With nearly 50,000 signatures supporting the petitions the committee has since released a report late June, which will be handed over to the House for consideration in the coming months.
Local MP Scott Simpson also agrees, slamming the Ministry of Health for its lack of sympathy and willingness to work with the community to find a potential solution.
“I think the Health Committee understands the issue and the complexity of delivering services to the Coromandel, but what’s sad is that the Ministry of Health clearly doesn’t understand that complexity.
The summer just gone there was a rescue helicopter stationed in Coromandel over a four-week period, but Simpson argues that’s not enough.

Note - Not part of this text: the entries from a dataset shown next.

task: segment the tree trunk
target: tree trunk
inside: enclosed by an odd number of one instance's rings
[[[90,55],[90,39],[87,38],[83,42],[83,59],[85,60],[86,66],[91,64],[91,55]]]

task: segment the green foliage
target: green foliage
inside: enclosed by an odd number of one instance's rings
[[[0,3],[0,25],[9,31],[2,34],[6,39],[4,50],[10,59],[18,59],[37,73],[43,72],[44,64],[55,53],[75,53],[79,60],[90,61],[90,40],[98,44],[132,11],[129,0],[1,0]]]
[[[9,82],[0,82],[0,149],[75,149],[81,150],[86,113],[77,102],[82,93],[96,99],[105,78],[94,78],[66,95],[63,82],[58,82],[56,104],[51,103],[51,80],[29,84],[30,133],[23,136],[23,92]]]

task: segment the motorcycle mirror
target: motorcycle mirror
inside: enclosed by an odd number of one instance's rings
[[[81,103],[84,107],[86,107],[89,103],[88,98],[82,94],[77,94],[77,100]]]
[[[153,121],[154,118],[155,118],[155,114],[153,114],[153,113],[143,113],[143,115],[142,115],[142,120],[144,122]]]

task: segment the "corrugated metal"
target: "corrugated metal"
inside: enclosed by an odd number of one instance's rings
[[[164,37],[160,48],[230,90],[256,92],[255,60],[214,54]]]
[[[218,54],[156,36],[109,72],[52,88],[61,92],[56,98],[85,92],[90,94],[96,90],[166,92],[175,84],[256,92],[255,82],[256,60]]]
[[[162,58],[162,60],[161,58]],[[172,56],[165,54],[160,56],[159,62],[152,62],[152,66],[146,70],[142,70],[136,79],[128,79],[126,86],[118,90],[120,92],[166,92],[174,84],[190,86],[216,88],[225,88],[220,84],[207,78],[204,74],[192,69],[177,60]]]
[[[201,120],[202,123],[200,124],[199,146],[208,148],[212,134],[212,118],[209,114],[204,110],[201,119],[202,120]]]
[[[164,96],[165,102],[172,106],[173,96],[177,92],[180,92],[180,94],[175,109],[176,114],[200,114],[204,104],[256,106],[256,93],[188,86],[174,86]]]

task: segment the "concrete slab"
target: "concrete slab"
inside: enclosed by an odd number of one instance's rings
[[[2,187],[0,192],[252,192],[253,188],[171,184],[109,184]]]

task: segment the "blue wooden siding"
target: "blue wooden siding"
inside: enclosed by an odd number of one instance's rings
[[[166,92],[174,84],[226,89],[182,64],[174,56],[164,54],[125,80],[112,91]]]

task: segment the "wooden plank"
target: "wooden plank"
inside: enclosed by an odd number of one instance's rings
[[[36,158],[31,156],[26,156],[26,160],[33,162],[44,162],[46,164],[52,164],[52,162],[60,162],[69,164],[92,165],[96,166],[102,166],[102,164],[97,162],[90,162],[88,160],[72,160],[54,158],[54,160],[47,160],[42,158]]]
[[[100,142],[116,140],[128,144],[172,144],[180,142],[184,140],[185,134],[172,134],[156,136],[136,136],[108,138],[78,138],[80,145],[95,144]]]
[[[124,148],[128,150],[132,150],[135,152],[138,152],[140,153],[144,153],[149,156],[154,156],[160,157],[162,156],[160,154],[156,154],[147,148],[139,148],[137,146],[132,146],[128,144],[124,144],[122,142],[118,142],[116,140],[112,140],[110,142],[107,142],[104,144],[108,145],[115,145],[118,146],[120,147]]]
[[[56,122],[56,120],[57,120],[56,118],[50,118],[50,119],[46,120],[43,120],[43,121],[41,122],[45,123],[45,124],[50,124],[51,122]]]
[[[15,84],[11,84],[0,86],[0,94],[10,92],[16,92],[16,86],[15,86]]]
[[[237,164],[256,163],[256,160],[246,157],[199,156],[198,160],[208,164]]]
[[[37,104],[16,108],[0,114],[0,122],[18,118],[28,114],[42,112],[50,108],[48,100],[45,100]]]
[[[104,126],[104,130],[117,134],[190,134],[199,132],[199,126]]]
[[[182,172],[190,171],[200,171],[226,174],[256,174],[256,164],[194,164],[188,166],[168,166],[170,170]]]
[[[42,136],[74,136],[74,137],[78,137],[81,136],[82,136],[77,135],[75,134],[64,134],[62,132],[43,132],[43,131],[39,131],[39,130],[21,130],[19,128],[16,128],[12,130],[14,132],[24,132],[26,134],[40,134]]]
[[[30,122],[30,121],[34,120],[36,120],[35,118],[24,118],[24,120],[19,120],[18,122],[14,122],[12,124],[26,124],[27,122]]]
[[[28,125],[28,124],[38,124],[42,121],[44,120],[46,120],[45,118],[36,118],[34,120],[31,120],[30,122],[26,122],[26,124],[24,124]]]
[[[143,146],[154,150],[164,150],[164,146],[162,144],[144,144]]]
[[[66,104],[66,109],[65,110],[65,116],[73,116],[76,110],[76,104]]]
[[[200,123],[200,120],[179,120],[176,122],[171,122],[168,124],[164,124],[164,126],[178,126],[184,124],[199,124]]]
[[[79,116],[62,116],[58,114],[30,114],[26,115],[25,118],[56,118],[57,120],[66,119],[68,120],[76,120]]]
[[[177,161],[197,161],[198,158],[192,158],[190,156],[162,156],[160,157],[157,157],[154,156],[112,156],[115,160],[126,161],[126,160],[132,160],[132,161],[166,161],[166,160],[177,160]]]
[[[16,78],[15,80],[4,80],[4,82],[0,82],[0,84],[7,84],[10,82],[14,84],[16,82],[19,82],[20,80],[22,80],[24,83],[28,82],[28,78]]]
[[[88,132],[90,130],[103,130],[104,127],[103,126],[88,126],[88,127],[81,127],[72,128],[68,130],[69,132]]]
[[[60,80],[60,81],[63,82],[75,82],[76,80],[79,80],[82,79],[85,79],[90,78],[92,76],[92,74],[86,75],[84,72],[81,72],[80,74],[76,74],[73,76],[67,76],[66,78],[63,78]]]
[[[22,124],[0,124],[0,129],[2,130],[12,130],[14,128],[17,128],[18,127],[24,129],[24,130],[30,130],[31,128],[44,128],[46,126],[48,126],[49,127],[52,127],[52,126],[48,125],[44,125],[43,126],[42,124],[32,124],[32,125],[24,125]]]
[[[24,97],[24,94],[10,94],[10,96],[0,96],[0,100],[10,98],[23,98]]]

“Over the summer Coromandel is essentially Auckland’s holiday playground, and we have huge numbers of Aucklanders arriving on the peninsula.”
He is also “terribly disappointed” to see the ministry’s response that an addition 18 minutes of flight time from Tauranga, Hamilton or Auckland to the nearest hospital is acceptable.
The Ministry and Health Minister Andrew Little, however, stand by the removal of the chopper.
Little says they started the modernisation programme due to a “fairly disjointed air ambulance service” and as a result are “getting help to sick and injured people faster”.
“The programme includes bigger and better helicopters, better clinical crewing and co-ordination under a National Air Desk. We have professionalised the service nationwide,” Little says.
“Whitianga and the wider Coromandel Peninsula are serviced by two air ambulance providers – Northern Rescue Helicopter Limited and Central Air Ambulance Rescue Limited. Between these there are eight helicopters that can provide emergency services to the Coromandel Peninsula.
“The three bases –Auckland, Hamilton and Tauranga – are the closest to the Coromandel Peninsula. The other bases at Whangārei and Taupō can also service that region but are a little further away.”
When Auckland Rescue Helicopter Trust has available helicopter and crew capacity in addition to the contracted capacity it provides, he said it can choose to base this at Whitianga, and it has done this in recent summers.